Visitors should be aware that the river can change color and appear a gray-brown hue when there is melting snow in spring, and if there is an overflow in Hálslón, the reservoir upriver. Overflow is most common from the beginning of August until October, but it can happen at other times.

Its secret status

The gorge was little known for a long time, as it was not fully revealed until after the Kárahnjúkar Power Plant was put into use and the water level in Jökulsá á Dal (Jökla) decreased. Then the beauty of the canyon was discovered, and awestruck visitors and social media did the rest!

What else do I need to know?

The canyon rocks may be slippery, so wear appropriate footwear.

From May 1 to June 10, pink-footed geese nest in the area of Stuðlagil. During that time, visitors need to stay within marked walking paths and give the birds enough space.

Services in the immediate area are limited, but food, camping and some accommodations are possible. See the official Stuðlagil Canyon and Jökuldalur website for more details.

What else should I see in the area?

We can also recommend:

Rjúkandi waterfall, also known as Rjúkandafoss: Park your car here and take the short walk to this lovely waterfall, by the Ring Road just 3 km (2 miles) east of Skjöldólfsstaðir.

Sænautasel farm: For a rustic slice of old Iceland, drop by this farm in summer for pancakes and coffee in the turf buildings, or lakeside camping amid serene nature. It’s on road F907, but if you’re driving from the north, the road is usually passable in summer in regular vehicles (it’s 4.3 km / 2 miles from the turn-off).

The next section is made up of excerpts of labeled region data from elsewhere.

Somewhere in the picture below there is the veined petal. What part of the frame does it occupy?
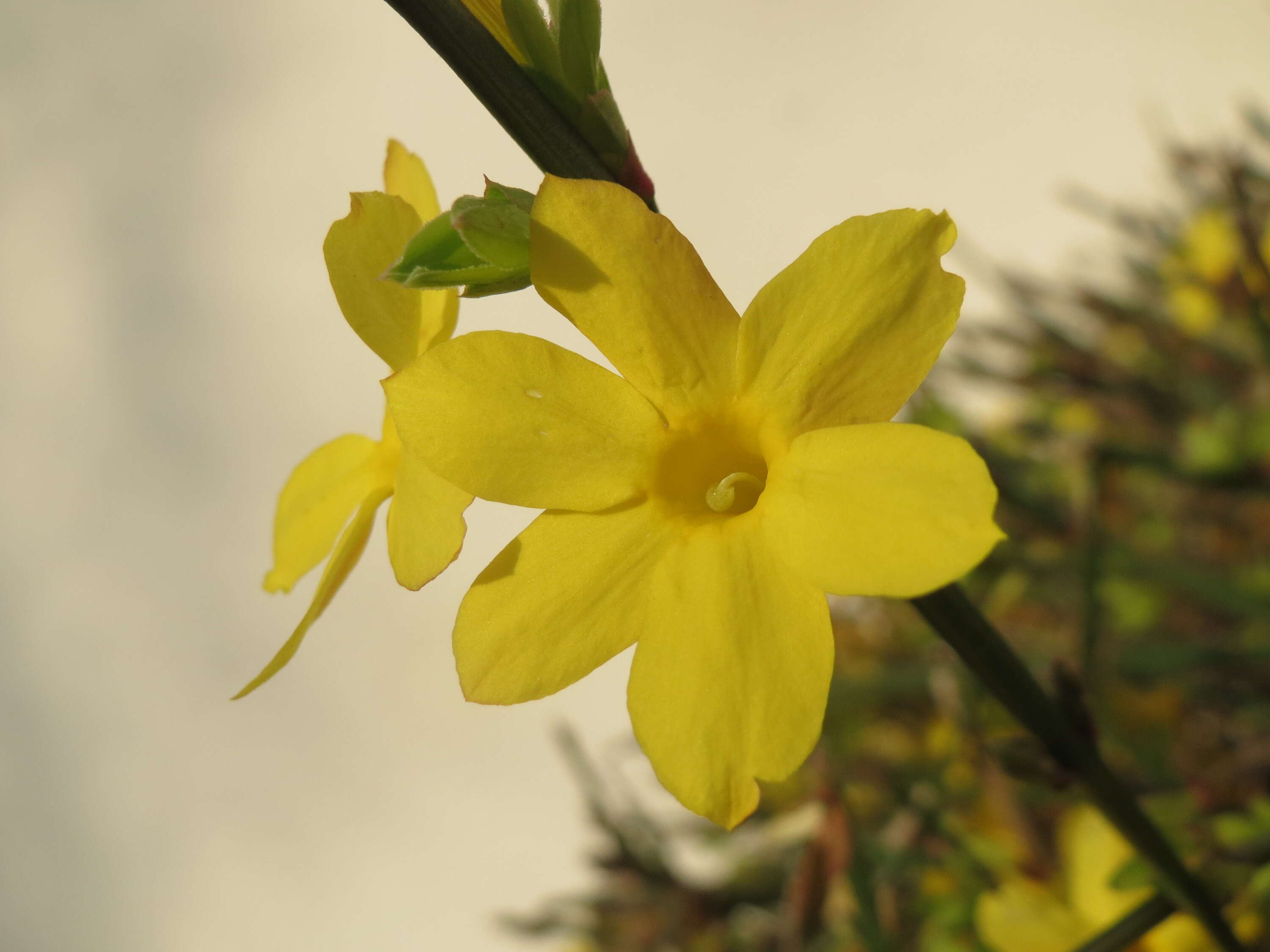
[264,433,382,592]
[232,486,392,701]
[419,288,458,354]
[384,330,663,512]
[455,503,665,704]
[974,877,1097,952]
[389,456,472,592]
[384,138,441,223]
[530,175,738,421]
[737,208,965,437]
[759,423,1003,598]
[321,192,427,369]
[627,522,833,829]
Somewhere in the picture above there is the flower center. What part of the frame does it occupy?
[652,416,767,523]
[706,472,766,513]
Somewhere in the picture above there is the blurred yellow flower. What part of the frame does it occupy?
[235,140,471,697]
[1166,282,1222,338]
[1181,208,1243,284]
[1161,207,1270,336]
[385,176,1001,828]
[974,806,1217,952]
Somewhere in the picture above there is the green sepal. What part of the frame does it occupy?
[460,268,533,297]
[450,183,533,270]
[398,264,514,289]
[578,90,630,165]
[555,0,599,99]
[384,179,533,297]
[1107,856,1157,890]
[384,213,464,284]
[523,66,582,126]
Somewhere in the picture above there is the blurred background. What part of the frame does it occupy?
[0,0,1270,952]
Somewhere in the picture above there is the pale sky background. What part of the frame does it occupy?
[0,0,1270,952]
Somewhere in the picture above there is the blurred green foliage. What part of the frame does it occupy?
[509,113,1270,952]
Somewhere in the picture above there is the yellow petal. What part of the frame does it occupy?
[455,503,665,704]
[1167,282,1222,338]
[974,878,1097,952]
[1142,913,1219,952]
[264,434,382,592]
[759,423,1002,598]
[1182,208,1243,284]
[464,0,528,66]
[737,208,965,437]
[530,175,738,421]
[389,456,472,592]
[384,138,441,223]
[321,192,427,369]
[627,519,833,829]
[384,330,663,512]
[234,486,392,701]
[1057,805,1151,930]
[419,288,458,354]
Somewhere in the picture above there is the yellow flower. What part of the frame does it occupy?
[1181,208,1243,284]
[385,176,1001,828]
[236,140,471,697]
[974,806,1217,952]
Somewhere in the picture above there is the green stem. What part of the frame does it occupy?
[913,585,1243,952]
[1073,892,1177,952]
[387,0,616,182]
[1081,451,1106,693]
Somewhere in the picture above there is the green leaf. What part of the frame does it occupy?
[556,0,599,99]
[1110,856,1156,890]
[578,90,630,161]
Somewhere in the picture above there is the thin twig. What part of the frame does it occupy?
[913,585,1243,952]
[1072,892,1177,952]
[387,0,616,182]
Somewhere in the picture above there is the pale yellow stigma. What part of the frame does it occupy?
[706,472,765,513]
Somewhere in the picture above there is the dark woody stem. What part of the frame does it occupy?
[387,0,1243,952]
[1072,892,1177,952]
[387,0,616,188]
[913,585,1243,952]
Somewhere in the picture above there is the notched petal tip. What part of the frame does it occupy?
[262,569,295,595]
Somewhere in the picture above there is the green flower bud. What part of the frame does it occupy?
[384,179,533,297]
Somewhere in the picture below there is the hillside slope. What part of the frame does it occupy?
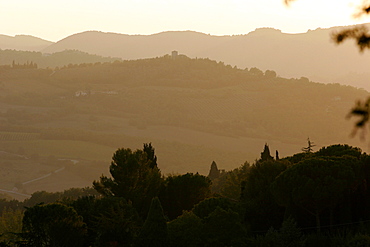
[0,55,368,195]
[39,27,370,89]
[0,35,53,51]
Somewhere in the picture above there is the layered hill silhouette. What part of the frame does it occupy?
[0,35,53,51]
[0,24,370,90]
[38,27,370,89]
[0,55,368,193]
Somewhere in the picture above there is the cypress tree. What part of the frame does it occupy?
[137,197,168,247]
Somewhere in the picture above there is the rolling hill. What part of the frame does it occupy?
[0,35,53,51]
[0,55,368,197]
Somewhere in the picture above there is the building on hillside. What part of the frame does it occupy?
[171,51,179,60]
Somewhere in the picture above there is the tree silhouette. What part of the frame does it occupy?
[284,0,370,138]
[261,143,274,161]
[302,138,316,153]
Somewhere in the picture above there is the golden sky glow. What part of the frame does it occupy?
[0,0,370,41]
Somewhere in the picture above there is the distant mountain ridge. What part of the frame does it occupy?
[0,35,54,51]
[0,27,370,91]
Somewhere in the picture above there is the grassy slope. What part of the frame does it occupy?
[0,58,367,197]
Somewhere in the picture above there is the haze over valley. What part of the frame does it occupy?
[0,43,368,197]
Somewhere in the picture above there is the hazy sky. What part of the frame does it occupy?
[0,0,370,41]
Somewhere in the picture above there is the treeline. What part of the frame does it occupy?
[0,144,370,247]
[49,55,284,89]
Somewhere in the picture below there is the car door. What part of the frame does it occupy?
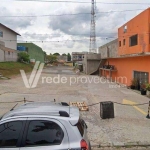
[20,118,69,150]
[0,118,26,150]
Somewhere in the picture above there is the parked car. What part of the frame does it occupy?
[0,102,91,150]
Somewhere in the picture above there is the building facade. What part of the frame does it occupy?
[0,23,20,62]
[72,52,88,64]
[17,43,45,63]
[99,8,150,86]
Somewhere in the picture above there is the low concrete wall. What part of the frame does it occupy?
[98,39,118,59]
[5,51,18,61]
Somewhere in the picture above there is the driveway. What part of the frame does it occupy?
[0,66,150,149]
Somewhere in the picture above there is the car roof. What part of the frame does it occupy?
[1,102,80,125]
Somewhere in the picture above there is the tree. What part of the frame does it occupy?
[18,52,30,62]
[67,53,71,61]
[53,53,60,56]
[62,53,67,56]
[46,55,57,63]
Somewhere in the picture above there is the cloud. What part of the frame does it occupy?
[0,7,36,30]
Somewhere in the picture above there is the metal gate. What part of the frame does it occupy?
[134,71,149,84]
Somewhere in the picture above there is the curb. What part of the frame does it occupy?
[91,142,150,149]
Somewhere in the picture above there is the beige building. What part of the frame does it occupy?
[0,23,20,62]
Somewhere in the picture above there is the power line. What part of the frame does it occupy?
[9,0,150,5]
[0,9,144,18]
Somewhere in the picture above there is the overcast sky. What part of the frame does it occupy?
[0,0,150,54]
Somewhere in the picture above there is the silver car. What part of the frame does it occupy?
[0,102,91,150]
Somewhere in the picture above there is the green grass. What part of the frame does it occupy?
[0,62,33,77]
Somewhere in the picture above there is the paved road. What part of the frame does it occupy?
[0,67,150,149]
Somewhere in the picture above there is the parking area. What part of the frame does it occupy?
[0,66,150,149]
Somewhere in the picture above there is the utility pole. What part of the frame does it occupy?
[89,0,97,53]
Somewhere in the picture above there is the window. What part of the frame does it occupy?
[0,121,22,147]
[119,41,121,47]
[25,121,64,146]
[0,31,3,37]
[129,35,138,46]
[123,26,127,33]
[123,39,126,45]
[134,71,149,84]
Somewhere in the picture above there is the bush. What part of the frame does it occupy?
[146,83,150,91]
[18,52,30,62]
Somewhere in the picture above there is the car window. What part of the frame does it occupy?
[76,119,84,136]
[25,121,64,146]
[0,121,22,147]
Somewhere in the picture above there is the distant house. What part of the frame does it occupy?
[17,43,45,62]
[0,23,20,62]
[57,55,67,63]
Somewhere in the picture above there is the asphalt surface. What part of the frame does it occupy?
[0,66,150,150]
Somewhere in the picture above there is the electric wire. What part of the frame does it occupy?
[0,9,144,18]
[9,0,150,5]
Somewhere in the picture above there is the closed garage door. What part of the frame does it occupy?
[134,71,149,84]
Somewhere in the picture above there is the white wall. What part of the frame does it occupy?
[0,25,17,50]
[5,51,17,61]
[0,49,4,62]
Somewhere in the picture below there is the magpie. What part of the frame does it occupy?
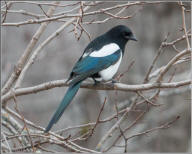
[45,25,137,132]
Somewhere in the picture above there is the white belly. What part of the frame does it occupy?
[99,53,122,81]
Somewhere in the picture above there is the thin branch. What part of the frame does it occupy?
[15,6,90,88]
[1,2,59,95]
[180,1,191,50]
[1,80,191,104]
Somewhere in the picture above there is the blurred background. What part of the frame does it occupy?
[1,1,191,152]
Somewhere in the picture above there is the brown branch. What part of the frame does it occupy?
[1,2,59,95]
[1,80,191,104]
[11,91,35,152]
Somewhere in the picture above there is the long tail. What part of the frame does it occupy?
[45,81,82,132]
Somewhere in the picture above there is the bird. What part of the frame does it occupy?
[45,25,137,132]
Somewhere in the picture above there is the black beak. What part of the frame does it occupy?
[129,36,137,41]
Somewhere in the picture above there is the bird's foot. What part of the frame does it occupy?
[94,80,100,86]
[111,79,119,84]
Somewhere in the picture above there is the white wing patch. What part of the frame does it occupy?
[99,53,122,81]
[89,43,120,57]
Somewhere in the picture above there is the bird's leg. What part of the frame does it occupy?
[111,79,119,84]
[93,78,100,86]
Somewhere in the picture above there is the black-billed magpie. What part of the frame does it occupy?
[45,25,137,132]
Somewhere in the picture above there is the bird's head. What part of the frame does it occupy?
[107,25,137,45]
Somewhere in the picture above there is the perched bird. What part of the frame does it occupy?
[45,25,137,132]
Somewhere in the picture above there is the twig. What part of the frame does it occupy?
[180,1,191,50]
[1,2,59,95]
[127,116,180,140]
[89,97,107,137]
[15,3,90,88]
[11,91,35,152]
[1,80,191,104]
[156,49,191,82]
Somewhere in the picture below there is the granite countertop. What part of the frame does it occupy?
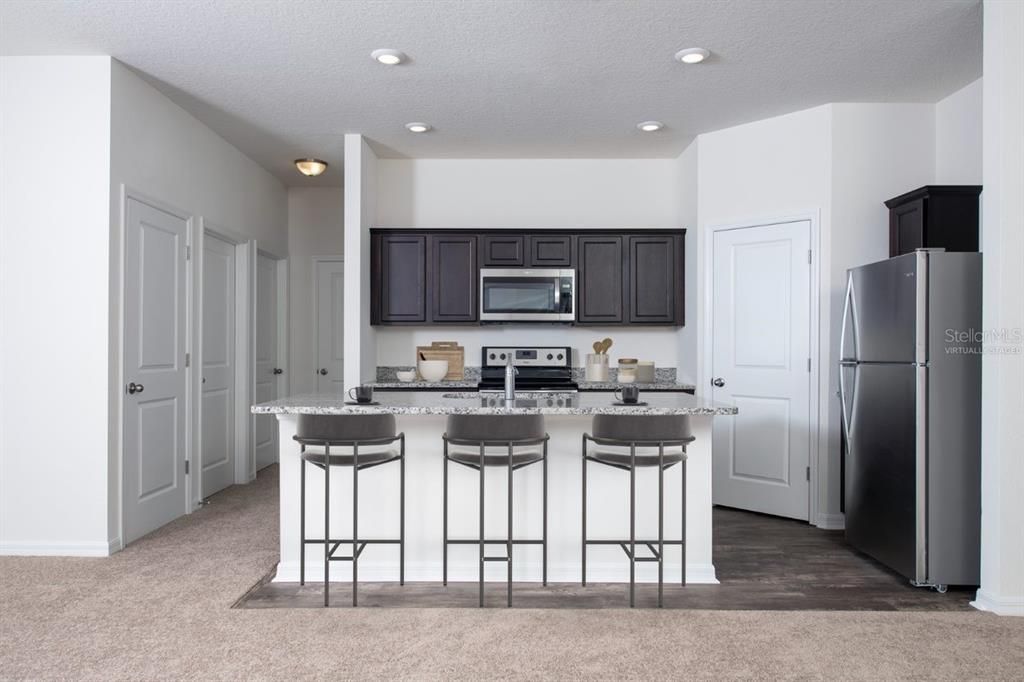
[252,391,738,416]
[366,379,696,391]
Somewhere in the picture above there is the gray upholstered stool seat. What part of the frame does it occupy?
[441,415,548,606]
[294,415,406,606]
[583,415,694,606]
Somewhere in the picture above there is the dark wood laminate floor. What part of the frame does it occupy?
[236,507,974,611]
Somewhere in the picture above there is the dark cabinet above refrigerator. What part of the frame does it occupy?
[371,228,686,327]
[886,184,981,258]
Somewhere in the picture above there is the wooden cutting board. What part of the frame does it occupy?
[416,341,466,381]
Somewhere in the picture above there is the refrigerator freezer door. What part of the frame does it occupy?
[846,365,927,580]
[843,254,922,363]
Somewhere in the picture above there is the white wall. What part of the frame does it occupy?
[974,1,1024,615]
[674,139,700,384]
[374,159,685,367]
[344,134,378,387]
[109,60,288,532]
[0,56,113,555]
[288,187,345,393]
[935,78,982,184]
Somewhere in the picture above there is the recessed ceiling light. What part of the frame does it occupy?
[295,159,327,177]
[676,47,711,63]
[370,49,408,67]
[637,121,665,132]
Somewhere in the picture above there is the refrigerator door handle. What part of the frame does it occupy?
[839,360,857,449]
[839,272,857,360]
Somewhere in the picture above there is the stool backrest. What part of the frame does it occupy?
[446,415,544,441]
[295,415,397,442]
[592,415,693,441]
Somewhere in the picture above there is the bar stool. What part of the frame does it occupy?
[583,415,694,608]
[294,415,406,607]
[442,415,548,606]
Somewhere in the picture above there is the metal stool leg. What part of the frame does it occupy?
[657,442,665,608]
[679,453,686,585]
[441,438,447,585]
[507,442,512,607]
[582,435,587,587]
[299,445,306,585]
[480,442,484,606]
[630,442,637,608]
[352,443,359,606]
[398,435,406,585]
[541,440,548,587]
[324,445,331,608]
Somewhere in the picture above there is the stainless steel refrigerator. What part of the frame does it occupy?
[840,250,981,590]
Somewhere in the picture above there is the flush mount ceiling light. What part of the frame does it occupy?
[676,47,711,63]
[295,159,327,177]
[370,49,409,67]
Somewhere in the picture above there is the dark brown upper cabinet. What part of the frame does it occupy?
[526,235,572,267]
[371,235,427,324]
[480,235,526,267]
[429,235,479,323]
[370,228,685,327]
[886,184,981,258]
[626,235,683,325]
[577,236,625,325]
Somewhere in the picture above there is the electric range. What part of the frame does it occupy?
[477,346,580,392]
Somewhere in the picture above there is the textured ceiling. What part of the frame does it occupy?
[0,0,981,184]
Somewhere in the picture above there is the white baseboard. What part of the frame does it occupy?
[971,590,1024,616]
[273,555,718,585]
[814,512,846,530]
[0,538,121,556]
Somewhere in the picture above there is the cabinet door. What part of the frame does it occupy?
[889,199,925,258]
[480,235,525,267]
[379,235,427,323]
[527,235,572,267]
[430,235,479,323]
[627,235,683,325]
[577,237,623,324]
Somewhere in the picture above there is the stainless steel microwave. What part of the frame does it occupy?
[480,267,575,322]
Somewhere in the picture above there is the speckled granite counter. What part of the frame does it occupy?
[252,391,737,416]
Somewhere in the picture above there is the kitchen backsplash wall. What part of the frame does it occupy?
[377,325,680,368]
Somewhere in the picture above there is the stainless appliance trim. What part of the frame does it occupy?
[479,267,577,322]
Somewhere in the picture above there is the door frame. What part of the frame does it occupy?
[697,209,829,527]
[312,256,345,390]
[246,248,291,473]
[117,182,197,553]
[189,216,255,508]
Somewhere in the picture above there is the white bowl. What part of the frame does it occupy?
[417,360,447,381]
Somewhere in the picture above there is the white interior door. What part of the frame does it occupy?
[315,260,345,393]
[200,232,237,498]
[253,253,282,471]
[124,199,188,543]
[710,220,811,520]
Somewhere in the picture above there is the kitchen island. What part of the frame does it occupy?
[252,391,737,583]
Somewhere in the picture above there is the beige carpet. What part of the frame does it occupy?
[0,469,1024,680]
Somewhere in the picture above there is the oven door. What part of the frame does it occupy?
[480,267,575,322]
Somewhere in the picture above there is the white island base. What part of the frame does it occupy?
[274,414,718,584]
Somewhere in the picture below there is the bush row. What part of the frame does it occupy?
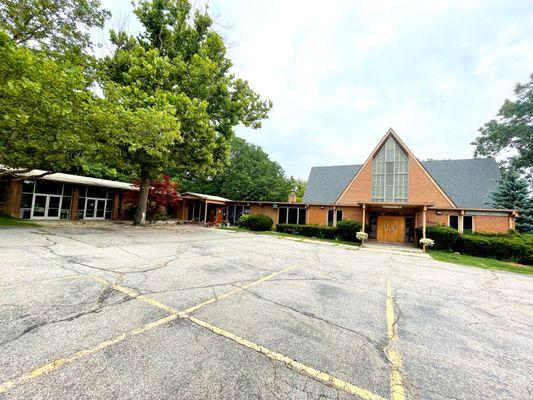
[276,220,362,242]
[416,226,533,265]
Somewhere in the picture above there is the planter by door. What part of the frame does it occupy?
[377,215,405,243]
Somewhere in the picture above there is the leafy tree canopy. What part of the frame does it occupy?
[472,75,533,182]
[290,176,307,202]
[0,31,109,172]
[182,137,295,201]
[491,169,533,232]
[101,0,271,223]
[0,0,110,57]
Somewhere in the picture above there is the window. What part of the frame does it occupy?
[0,178,9,204]
[298,208,306,225]
[463,215,473,231]
[288,207,298,224]
[448,215,459,229]
[224,204,250,225]
[278,207,307,225]
[20,180,72,219]
[372,137,408,202]
[328,210,335,226]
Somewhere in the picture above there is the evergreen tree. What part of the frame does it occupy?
[491,169,533,232]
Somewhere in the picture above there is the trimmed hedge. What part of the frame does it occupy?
[416,225,460,250]
[455,233,533,265]
[337,219,363,242]
[276,224,337,239]
[237,214,274,231]
[416,225,533,265]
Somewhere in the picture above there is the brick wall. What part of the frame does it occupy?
[337,162,372,204]
[474,215,514,232]
[408,157,453,207]
[4,179,22,218]
[250,204,278,225]
[338,157,453,207]
[307,206,328,225]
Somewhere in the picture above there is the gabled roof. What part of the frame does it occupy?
[302,165,361,204]
[422,158,501,208]
[302,128,500,209]
[14,169,139,190]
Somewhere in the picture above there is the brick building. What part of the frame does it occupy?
[0,170,139,220]
[0,129,517,242]
[219,129,516,242]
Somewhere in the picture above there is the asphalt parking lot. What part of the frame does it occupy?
[0,225,533,400]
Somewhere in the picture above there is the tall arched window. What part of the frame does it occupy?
[372,137,409,202]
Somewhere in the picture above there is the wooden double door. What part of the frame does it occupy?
[377,215,405,243]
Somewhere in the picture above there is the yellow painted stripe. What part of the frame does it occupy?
[186,315,385,400]
[0,314,178,393]
[386,279,405,400]
[92,266,296,314]
[0,266,296,393]
[183,265,296,314]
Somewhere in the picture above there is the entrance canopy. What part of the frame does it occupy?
[181,192,231,224]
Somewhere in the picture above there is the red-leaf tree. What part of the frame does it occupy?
[134,175,181,221]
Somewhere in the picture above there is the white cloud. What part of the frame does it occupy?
[97,0,533,177]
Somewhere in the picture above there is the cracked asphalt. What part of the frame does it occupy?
[0,224,533,399]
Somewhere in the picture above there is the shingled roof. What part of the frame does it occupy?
[302,165,361,204]
[421,157,500,208]
[302,158,500,208]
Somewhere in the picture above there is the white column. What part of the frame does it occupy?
[361,203,366,232]
[422,206,427,253]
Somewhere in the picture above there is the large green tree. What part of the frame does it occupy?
[491,169,533,232]
[0,31,106,172]
[472,75,533,182]
[0,0,110,57]
[101,0,271,223]
[181,137,290,201]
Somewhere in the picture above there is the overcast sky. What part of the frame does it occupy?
[95,0,533,178]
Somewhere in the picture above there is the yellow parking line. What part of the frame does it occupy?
[92,265,296,314]
[0,314,178,393]
[0,266,296,393]
[386,279,405,400]
[186,315,385,400]
[0,274,92,291]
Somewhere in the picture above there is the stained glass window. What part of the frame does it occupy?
[372,137,409,202]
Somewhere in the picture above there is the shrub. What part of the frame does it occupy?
[276,224,337,239]
[337,219,363,242]
[416,225,459,250]
[454,233,533,265]
[238,214,274,231]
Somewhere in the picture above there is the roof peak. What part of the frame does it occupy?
[420,156,495,162]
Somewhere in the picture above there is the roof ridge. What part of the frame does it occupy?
[311,164,363,168]
[420,156,496,162]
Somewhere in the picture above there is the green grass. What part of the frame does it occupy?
[221,226,360,247]
[429,250,533,274]
[0,215,39,227]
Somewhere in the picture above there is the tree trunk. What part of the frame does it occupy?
[133,170,150,225]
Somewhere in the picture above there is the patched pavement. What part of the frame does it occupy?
[0,224,533,400]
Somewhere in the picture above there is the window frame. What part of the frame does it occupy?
[448,214,459,231]
[278,206,307,225]
[371,136,409,203]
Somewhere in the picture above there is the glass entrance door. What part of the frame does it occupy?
[31,194,61,219]
[83,197,106,219]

Möðrudalur farm: Another very special place, this is the highest settled farm in Iceland, serving as a gateway to the highlands. The family that owns the farm operates a tourism service called Fjalladýrð, offering tours, farm-fresh meals, and a range of accommodation here (from camping to hotel-standard rooms).

Vopnafjörður: If you like your fjord towns scenic and almost-undiscovered, Vopnafjörður is a great option. Head north off Hwy 1 at Rte 85 to explore fun rock formations, bird-filled cliffs, a fantastic folk museum and an awesome swimming pool.